A separate change to be implemented is the addition of an optional, larger inverter capable of operating the 6 LPM models using 12 Volt DC power. Currently, these models are specifically excluded from 12 volt use due to their large power draw.
The provided text describes modifications to an oxygen concentrator and its substantial equivalence to a predicate device. It does not contain information about a study that would involve acceptance criteria, test sets, ground truth, or expert involvement as typically seen in AI/ML device evaluations. The document is a 510(k) summary for a physical medical device, not an AI/ML algorithm.

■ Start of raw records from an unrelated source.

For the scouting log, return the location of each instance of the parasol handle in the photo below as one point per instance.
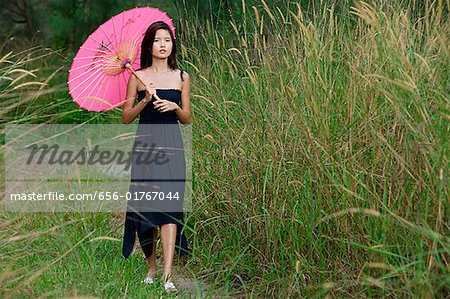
(128, 66)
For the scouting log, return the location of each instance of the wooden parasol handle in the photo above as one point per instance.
(128, 66)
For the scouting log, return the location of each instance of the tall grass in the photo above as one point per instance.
(320, 166)
(322, 150)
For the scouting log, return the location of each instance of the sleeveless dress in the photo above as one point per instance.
(160, 128)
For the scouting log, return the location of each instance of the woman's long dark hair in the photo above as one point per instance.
(147, 47)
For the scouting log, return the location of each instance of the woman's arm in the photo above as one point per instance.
(129, 112)
(184, 114)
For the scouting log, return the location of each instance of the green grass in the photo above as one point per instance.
(320, 163)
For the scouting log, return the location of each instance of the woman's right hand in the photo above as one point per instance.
(149, 92)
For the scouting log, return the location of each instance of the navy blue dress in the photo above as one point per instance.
(166, 132)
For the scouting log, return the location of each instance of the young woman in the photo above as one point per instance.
(162, 77)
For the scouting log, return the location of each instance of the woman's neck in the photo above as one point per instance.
(159, 66)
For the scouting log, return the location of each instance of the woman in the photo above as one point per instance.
(158, 119)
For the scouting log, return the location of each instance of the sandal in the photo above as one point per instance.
(148, 280)
(170, 287)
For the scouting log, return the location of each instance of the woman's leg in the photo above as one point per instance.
(168, 237)
(151, 260)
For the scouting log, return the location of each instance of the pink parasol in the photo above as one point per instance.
(99, 73)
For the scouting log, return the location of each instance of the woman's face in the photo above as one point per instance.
(162, 46)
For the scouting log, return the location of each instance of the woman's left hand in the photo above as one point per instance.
(165, 105)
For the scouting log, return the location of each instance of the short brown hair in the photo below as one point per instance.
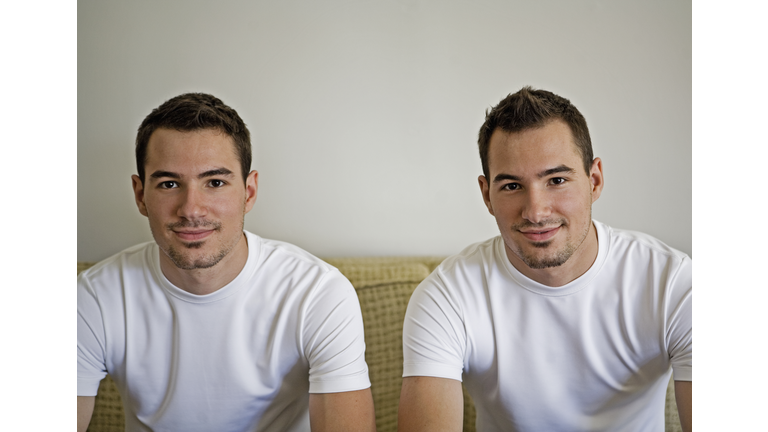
(191, 112)
(530, 108)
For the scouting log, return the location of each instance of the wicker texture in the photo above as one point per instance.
(384, 286)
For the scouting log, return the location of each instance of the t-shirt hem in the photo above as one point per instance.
(339, 386)
(87, 386)
(431, 370)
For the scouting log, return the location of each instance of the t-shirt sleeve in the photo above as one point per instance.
(434, 335)
(91, 367)
(679, 322)
(333, 339)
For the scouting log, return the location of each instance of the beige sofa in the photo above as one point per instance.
(383, 286)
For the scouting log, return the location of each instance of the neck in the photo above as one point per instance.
(578, 264)
(209, 280)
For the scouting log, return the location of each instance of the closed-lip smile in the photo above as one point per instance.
(540, 234)
(193, 235)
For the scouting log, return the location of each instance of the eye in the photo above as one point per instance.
(511, 186)
(557, 181)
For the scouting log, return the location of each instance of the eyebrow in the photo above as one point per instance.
(209, 173)
(545, 173)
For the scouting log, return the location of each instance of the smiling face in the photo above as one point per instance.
(542, 201)
(195, 199)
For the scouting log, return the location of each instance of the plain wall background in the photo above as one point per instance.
(364, 114)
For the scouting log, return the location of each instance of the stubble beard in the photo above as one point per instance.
(559, 257)
(184, 261)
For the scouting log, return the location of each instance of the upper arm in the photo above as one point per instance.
(430, 404)
(333, 339)
(679, 318)
(683, 397)
(346, 411)
(434, 335)
(84, 411)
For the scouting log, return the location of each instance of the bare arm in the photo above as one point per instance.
(346, 411)
(84, 411)
(430, 404)
(683, 397)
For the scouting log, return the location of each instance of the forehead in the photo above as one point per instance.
(169, 148)
(532, 150)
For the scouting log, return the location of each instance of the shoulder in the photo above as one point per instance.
(291, 267)
(461, 278)
(646, 254)
(280, 254)
(634, 242)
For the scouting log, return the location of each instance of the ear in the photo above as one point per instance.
(596, 178)
(485, 189)
(251, 189)
(138, 194)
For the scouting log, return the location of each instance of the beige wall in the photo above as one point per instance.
(364, 115)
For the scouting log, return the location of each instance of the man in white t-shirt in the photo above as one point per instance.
(561, 323)
(211, 327)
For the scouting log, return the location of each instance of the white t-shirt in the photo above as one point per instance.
(594, 354)
(243, 358)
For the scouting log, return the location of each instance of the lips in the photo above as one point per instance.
(540, 234)
(193, 235)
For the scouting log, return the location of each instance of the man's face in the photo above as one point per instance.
(540, 195)
(194, 196)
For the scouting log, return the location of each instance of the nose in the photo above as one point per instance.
(537, 206)
(192, 205)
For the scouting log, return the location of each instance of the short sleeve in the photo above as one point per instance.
(332, 337)
(679, 322)
(434, 335)
(91, 367)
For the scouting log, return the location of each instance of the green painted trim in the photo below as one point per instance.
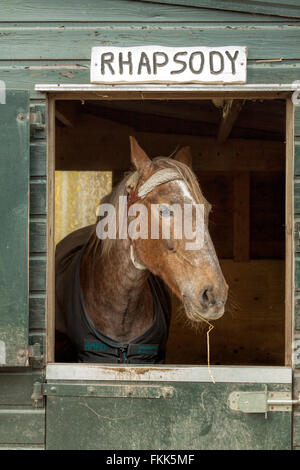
(14, 179)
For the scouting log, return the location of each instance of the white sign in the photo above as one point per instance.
(144, 64)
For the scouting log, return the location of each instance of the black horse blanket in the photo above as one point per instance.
(88, 343)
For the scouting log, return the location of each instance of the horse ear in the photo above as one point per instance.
(184, 155)
(139, 158)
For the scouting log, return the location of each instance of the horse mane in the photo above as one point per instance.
(96, 246)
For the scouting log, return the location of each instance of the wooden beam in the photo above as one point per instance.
(230, 113)
(241, 223)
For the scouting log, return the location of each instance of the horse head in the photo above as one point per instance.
(194, 275)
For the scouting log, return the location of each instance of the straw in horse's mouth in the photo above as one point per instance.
(194, 313)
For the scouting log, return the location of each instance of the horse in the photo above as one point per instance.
(112, 294)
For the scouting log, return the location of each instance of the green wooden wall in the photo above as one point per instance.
(50, 42)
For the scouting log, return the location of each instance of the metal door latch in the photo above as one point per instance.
(261, 401)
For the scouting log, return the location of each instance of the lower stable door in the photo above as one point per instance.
(167, 407)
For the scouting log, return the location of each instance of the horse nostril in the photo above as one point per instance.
(207, 297)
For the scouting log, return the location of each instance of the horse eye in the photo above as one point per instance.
(165, 211)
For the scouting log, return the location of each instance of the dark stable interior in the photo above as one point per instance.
(238, 149)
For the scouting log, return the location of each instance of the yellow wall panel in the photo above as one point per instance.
(77, 194)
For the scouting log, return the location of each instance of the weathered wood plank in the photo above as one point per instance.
(297, 120)
(297, 271)
(25, 75)
(38, 159)
(37, 273)
(38, 236)
(241, 241)
(296, 429)
(38, 196)
(37, 311)
(119, 11)
(297, 157)
(297, 195)
(297, 311)
(37, 122)
(263, 42)
(22, 426)
(230, 114)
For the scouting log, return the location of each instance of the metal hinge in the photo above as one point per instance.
(261, 401)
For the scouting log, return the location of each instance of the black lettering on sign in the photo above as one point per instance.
(212, 65)
(106, 59)
(125, 62)
(232, 60)
(191, 62)
(177, 61)
(144, 62)
(159, 64)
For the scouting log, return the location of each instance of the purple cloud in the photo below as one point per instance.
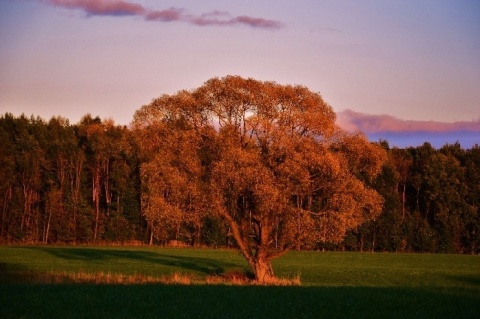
(225, 19)
(352, 121)
(101, 7)
(169, 15)
(127, 8)
(403, 133)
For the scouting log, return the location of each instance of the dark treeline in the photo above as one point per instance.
(76, 184)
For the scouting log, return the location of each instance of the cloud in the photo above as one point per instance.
(127, 8)
(405, 133)
(101, 7)
(352, 121)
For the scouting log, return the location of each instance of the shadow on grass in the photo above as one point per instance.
(179, 263)
(160, 301)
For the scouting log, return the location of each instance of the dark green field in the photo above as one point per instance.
(334, 285)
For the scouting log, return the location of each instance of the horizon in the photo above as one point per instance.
(412, 61)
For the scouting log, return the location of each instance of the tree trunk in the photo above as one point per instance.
(263, 270)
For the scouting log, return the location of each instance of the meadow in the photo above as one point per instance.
(333, 284)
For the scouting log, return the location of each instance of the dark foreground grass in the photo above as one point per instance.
(334, 285)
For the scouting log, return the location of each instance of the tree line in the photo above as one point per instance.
(254, 159)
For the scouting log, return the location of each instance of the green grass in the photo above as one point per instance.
(334, 285)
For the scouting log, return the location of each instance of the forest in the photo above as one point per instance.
(96, 182)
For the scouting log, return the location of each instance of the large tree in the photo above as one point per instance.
(268, 159)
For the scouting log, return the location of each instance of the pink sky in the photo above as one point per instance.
(412, 60)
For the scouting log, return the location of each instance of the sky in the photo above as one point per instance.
(412, 63)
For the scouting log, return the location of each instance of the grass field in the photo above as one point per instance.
(334, 285)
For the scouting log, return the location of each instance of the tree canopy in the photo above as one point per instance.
(265, 157)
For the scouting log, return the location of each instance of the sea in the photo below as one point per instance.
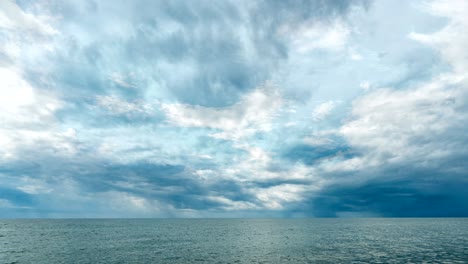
(327, 240)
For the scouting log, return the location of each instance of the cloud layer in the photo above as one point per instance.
(233, 109)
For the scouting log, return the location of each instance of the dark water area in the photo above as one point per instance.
(234, 241)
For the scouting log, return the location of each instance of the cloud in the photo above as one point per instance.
(196, 109)
(321, 36)
(323, 110)
(253, 113)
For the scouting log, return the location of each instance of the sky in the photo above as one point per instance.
(233, 108)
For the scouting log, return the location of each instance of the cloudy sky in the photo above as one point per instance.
(233, 108)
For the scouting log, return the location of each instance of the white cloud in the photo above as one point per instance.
(323, 110)
(318, 35)
(119, 107)
(253, 113)
(452, 40)
(13, 18)
(365, 85)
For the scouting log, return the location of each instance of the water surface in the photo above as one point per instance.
(234, 241)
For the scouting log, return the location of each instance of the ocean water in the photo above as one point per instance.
(234, 241)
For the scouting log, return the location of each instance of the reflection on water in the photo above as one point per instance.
(234, 241)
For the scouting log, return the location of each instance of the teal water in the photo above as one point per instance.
(234, 241)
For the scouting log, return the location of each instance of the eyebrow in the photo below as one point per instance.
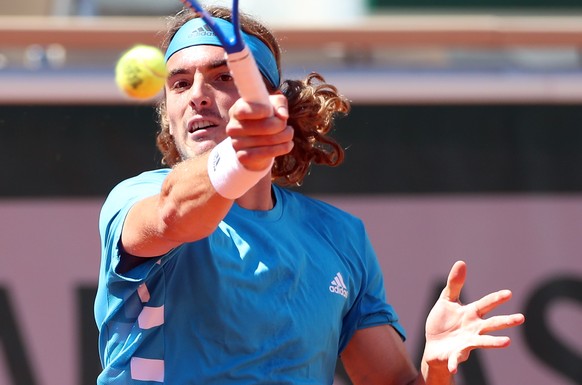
(210, 66)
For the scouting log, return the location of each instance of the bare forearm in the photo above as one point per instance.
(187, 209)
(435, 375)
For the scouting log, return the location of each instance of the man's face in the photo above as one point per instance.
(199, 94)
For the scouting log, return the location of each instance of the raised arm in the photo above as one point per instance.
(377, 355)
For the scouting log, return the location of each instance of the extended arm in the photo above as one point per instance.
(188, 207)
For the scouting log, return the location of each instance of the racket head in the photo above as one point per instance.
(231, 40)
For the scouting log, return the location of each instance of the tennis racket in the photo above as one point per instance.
(240, 60)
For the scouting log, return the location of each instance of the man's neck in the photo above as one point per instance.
(259, 197)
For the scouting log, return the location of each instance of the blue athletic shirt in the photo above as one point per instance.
(269, 297)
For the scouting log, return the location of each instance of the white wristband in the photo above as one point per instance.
(227, 174)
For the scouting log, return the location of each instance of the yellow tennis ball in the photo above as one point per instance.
(141, 72)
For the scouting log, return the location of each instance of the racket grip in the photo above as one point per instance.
(247, 78)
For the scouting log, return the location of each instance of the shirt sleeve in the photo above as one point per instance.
(112, 218)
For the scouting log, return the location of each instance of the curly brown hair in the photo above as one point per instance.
(313, 106)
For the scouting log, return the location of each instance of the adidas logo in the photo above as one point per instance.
(205, 30)
(338, 286)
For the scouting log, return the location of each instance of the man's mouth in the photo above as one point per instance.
(201, 125)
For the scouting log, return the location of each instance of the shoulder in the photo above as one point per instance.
(133, 189)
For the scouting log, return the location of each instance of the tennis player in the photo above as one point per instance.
(213, 272)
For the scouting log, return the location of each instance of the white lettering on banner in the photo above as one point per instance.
(527, 244)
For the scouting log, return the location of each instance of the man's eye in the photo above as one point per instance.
(180, 84)
(226, 77)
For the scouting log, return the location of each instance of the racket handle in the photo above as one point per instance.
(247, 78)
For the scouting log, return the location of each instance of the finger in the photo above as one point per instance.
(491, 301)
(491, 342)
(240, 143)
(455, 282)
(502, 322)
(252, 155)
(280, 106)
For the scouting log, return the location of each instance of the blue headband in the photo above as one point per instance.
(196, 32)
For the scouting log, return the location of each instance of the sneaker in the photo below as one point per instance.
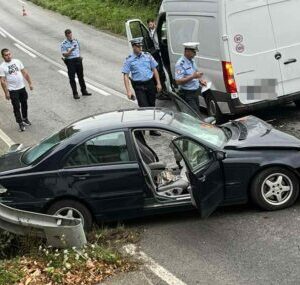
(22, 127)
(86, 93)
(26, 122)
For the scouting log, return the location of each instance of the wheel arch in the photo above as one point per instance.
(69, 197)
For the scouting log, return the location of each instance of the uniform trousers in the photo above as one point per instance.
(191, 97)
(145, 92)
(75, 66)
(18, 99)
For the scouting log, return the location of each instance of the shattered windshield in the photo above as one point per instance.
(197, 128)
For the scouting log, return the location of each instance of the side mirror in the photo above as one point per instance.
(210, 120)
(220, 155)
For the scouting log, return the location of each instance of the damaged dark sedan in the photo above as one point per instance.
(109, 166)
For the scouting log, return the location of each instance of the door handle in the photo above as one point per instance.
(81, 176)
(202, 178)
(277, 55)
(292, 60)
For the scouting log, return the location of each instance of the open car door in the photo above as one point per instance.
(205, 174)
(135, 29)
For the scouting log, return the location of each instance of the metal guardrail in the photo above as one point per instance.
(60, 232)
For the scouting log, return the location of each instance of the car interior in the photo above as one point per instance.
(163, 164)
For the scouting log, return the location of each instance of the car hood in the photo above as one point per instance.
(252, 132)
(11, 161)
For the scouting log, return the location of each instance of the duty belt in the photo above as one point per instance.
(135, 83)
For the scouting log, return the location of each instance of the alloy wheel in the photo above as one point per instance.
(69, 212)
(277, 189)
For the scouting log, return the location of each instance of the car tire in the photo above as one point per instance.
(213, 108)
(275, 188)
(71, 208)
(297, 103)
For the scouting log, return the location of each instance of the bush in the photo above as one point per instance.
(104, 14)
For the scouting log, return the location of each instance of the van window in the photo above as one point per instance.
(202, 29)
(256, 35)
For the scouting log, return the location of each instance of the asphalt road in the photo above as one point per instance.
(236, 245)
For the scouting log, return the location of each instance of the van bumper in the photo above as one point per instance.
(235, 106)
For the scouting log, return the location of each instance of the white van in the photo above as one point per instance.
(249, 49)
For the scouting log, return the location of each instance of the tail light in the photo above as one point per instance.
(229, 77)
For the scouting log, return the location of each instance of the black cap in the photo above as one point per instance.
(67, 31)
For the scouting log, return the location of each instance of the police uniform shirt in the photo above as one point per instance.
(183, 68)
(66, 45)
(12, 71)
(140, 66)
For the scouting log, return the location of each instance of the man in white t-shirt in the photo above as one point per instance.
(12, 74)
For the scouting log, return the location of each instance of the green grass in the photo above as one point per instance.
(27, 258)
(107, 15)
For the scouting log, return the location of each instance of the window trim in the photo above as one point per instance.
(65, 157)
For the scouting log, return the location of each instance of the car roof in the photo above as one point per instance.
(138, 117)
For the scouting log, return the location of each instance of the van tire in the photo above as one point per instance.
(297, 103)
(213, 108)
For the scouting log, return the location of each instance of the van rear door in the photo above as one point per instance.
(135, 29)
(253, 51)
(286, 22)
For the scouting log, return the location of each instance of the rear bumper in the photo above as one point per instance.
(235, 106)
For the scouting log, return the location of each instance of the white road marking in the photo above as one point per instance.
(2, 34)
(25, 50)
(63, 67)
(157, 269)
(6, 138)
(102, 92)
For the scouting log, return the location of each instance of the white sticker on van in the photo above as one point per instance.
(238, 38)
(240, 48)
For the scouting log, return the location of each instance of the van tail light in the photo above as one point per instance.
(229, 77)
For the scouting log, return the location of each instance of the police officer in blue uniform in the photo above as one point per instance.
(70, 50)
(142, 67)
(188, 77)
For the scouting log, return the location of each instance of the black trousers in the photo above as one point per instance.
(191, 97)
(75, 66)
(19, 99)
(145, 92)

Therefore, most of the requested information cannot be extracted from the provided text.
However, I can provide the limited information that exists concerning performance and equivalence.
1. A table of acceptance criteria and the reported device performance
Acceptance Criteria (Implied) | Reported Device Performance |
---|---|
Oxygen output meets specifications | The oxygen output of the modified devices meets specifications. |
Substantially equivalent to predicate device | Confirmed to be substantially equivalent to the predicate device. |
Adequate power for 6 LPM models using 12 Volt DC power (with new inverter) | The new inverter provides adequate power to run the larger 6 LPM devices from a 12 Volt DC power source. |
2. Sample size used for the test set and the data provenance (e.g. country of origin of the data, retrospective or prospective)
Not applicable. The document describes performance testing for a physical oxygen concentrator, not an AI/ML algorithm trained or tested on data.
3. Number of experts used to establish the ground truth for the test set and the qualifications of those experts (e.g. radiologist with 10 years of experience)
Not applicable. The "ground truth" here refers to the device's physical performance, not clinical diagnoses or interpretations by experts.
4. Adjudication method (e.g. 2+1, 3+1, none) for the test set
Not applicable. This is not a study involving human readers or disagreements requiring adjudication.
5. If a multi reader multi case (MRMC) comparative effectiveness study was done, If so, what was the effect size of how much human readers improve with AI vs without AI assistance
No, an MRMC comparative effectiveness study was not done. This document is for a physical medical device, not an AI-assisted diagnostic tool.
6. If a standalone (i.e. algorithm only without human-in-the-loop performance) was done
Not applicable. There is no algorithm described for standalone performance.
7. The type of ground truth used (expert consensus, pathology, outcomes data, etc)
The "ground truth" is based on the physical specifications and performance of the oxygen concentrator, primarily the oxygen concentration output and power capabilities, confirmed through "oxygen concentration testing".
8. The sample size for the training set
Not applicable. There is no mention of a training set as this is not an AI/ML device.
9. How the ground truth for the training set was established
Not applicable. There is no mention of a training set or its ground truth establishment.
§ 868.5440 Portable oxygen generator.
(a)
Identification. A portable oxygen generator is a device that is intended to release oxygen for respiratory therapy by means of either a chemical reaction or physical means (e.g., a molecular sieve).(b)
Classification. Class II (performance standards).